Recombinant Nitrosomonas europaea Ribosomal RNA large subunit methyltransferase E (rlmE)

What is Ribosomal RNA Large Subunit Methyltransferase E (RlmE) and what is its function in Nitrosomonas europaea?

RlmE (previously known as RrmJ or FtsJ) is an S-adenosyl methionine (AdoMet)-dependent methyltransferase that catalyzes the 2'-O-methylation of the ribose at position Um2552 in 23S ribosomal RNA. In N. europaea, as in other bacteria, this modification is crucial for proper ribosome assembly and function.
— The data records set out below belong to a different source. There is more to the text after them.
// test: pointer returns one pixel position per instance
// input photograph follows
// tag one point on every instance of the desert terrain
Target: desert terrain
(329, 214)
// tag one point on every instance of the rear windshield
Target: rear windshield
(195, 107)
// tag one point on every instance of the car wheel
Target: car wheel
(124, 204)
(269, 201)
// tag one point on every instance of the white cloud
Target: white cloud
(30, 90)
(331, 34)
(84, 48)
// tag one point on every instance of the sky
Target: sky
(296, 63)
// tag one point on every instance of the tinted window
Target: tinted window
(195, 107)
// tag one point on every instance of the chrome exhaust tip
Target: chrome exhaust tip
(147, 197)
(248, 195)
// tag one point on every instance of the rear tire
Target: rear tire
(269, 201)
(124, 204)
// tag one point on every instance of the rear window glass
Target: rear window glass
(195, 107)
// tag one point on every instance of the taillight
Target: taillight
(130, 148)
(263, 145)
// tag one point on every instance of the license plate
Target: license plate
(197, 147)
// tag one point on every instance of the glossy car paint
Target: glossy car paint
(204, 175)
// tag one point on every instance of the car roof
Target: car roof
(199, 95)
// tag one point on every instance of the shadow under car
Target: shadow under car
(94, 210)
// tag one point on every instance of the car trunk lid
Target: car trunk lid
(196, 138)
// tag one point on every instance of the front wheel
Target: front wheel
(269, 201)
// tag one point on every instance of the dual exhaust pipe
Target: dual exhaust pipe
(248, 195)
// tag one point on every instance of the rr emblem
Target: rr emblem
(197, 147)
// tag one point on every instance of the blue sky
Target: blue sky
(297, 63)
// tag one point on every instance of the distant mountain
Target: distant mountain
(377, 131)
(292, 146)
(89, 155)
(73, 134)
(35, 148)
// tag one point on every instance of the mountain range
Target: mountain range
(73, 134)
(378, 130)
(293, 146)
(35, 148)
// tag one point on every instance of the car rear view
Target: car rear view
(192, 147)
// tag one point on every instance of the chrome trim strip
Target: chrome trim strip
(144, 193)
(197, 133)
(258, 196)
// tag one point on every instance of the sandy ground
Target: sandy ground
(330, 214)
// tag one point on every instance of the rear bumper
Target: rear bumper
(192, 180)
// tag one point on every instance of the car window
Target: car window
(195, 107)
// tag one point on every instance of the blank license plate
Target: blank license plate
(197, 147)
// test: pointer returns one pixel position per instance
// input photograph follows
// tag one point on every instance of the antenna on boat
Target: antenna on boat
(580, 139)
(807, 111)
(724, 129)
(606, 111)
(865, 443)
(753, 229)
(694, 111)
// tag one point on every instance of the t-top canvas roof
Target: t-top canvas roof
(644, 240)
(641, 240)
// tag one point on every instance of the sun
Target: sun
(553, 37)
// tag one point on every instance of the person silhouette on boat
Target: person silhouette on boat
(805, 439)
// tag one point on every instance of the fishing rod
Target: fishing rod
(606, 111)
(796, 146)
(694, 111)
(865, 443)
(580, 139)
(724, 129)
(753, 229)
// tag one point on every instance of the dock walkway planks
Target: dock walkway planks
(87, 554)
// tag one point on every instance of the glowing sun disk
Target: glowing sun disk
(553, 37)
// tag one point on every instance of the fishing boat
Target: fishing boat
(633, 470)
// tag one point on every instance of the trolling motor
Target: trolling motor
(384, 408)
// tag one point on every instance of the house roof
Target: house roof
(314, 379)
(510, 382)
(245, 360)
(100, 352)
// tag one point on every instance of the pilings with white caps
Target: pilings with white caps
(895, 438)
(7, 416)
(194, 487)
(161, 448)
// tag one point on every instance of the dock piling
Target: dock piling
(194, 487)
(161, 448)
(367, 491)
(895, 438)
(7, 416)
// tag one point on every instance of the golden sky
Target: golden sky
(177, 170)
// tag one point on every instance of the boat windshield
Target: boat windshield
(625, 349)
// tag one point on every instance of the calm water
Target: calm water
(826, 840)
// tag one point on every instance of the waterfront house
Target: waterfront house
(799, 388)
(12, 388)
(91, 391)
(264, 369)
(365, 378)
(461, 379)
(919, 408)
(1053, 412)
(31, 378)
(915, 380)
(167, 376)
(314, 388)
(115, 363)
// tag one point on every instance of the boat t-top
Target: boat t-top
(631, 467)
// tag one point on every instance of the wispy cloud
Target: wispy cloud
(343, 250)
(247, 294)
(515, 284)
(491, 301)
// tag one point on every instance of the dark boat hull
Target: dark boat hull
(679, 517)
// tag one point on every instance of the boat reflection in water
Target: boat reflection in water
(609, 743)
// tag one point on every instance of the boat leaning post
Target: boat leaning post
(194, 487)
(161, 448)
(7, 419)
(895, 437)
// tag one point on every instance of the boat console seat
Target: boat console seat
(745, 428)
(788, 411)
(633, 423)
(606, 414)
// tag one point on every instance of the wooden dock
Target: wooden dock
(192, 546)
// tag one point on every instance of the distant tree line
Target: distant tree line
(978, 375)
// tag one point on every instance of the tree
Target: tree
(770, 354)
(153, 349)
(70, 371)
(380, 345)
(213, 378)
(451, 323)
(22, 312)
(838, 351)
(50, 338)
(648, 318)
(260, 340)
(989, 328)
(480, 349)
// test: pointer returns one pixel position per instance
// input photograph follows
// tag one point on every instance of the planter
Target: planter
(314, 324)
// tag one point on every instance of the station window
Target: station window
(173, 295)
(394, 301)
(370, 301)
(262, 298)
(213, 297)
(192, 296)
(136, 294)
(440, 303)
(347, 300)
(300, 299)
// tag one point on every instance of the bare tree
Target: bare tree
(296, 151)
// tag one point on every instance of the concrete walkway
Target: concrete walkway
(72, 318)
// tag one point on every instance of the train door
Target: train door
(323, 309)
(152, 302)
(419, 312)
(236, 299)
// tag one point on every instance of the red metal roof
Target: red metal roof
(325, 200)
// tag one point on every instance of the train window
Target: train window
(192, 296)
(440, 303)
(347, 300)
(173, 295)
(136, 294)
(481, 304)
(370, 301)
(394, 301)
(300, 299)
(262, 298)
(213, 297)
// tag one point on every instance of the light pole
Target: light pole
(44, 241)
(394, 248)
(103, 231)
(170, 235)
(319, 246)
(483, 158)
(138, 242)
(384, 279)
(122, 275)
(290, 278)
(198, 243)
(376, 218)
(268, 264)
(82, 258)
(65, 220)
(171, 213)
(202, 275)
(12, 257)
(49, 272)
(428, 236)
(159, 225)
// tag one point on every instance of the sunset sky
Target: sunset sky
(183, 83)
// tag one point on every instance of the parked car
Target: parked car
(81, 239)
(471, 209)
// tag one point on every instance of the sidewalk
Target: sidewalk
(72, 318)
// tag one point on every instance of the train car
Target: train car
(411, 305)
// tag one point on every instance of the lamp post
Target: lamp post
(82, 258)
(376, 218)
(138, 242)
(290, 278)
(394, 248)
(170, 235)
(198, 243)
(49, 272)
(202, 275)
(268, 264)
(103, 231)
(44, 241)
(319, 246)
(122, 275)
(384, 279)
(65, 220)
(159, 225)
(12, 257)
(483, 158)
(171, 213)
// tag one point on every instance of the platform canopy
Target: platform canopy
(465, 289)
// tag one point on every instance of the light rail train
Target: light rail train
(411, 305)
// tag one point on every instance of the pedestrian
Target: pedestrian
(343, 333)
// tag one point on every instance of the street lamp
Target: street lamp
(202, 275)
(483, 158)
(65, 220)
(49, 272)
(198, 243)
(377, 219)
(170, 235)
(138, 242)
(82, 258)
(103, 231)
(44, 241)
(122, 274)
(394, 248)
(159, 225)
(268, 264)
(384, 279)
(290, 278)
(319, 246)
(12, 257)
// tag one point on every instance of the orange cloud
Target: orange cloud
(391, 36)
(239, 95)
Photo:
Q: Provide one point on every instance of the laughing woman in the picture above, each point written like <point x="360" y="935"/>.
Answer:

Unlike many other rRNA modification enzymes whose deletion causes minimal growth defects, RlmE deletion results in a substantial decrease in growth rate (2-4 fold slower than wild-type cells) . This is because:

• RlmE mediates the methylation of Um2552, which is situated adjacent to G2553

• G2553 is an essential base that anchors the 3' CCA terminus of the A-site tRNA in the peptidyl transferase center (PTC)

• The modification affects RNA folding, stabilization, and subsequent ribosome assembly

RlmE functions primarily during the late stages of large ribosomal subunit (LSU) biogenesis, unlike many other PTC region modifications that occur during early or intermediate assembly stages .

How does the RlmE from Nitrosomonas europaea differ from other bacterial RlmE proteins?

N. europaea RlmE shares the core catalytic domains and functions with RlmE from other bacteria, but with some notable differences:

The unique metabolic background of N. europaea as an ammonia-oxidizing bacterium with a limited set of energy sources potentially influences how RlmE functions within its cellular context, particularly under different oxygen availability conditions .

What expression systems are commonly used for producing recombinant N. europaea RlmE?

Several expression systems have been successfully used for recombinant N. europaea proteins, which can be applied to RlmE:

• E. coli expression systems: Most commonly used due to:

  • Rapid growth

  • High protein yields

  • Well-established protocols

  • Compatibility with methyltransferase expression

  Common vectors include pET-based systems with T7 promoters, typically using BL21(DE3) or Rosetta strains to address codon usage differences.

• Homologous expression in N. europaea: While more challenging, this approach preserves native folding and post-translational modifications:

  • Electroporation is the established method for introducing plasmid DNA into N. europaea

  • Promoters from highly expressed N. europaea genes, such as the hao (hydroxylamine oxidoreductase) promoter, have been successfully used to drive expression

  • Selection is typically performed using kanamycin resistance

• Cell-free protein synthesis: Useful for producing potentially toxic proteins:

  • Rapid production

  • Avoids growth-inhibitory effects

  • Allows incorporation of modified amino acids

The choice of expression system should consider the downstream application and whether native folding and activity are critical to your research question.

How should I optimize the purification of recombinant N. europaea RlmE?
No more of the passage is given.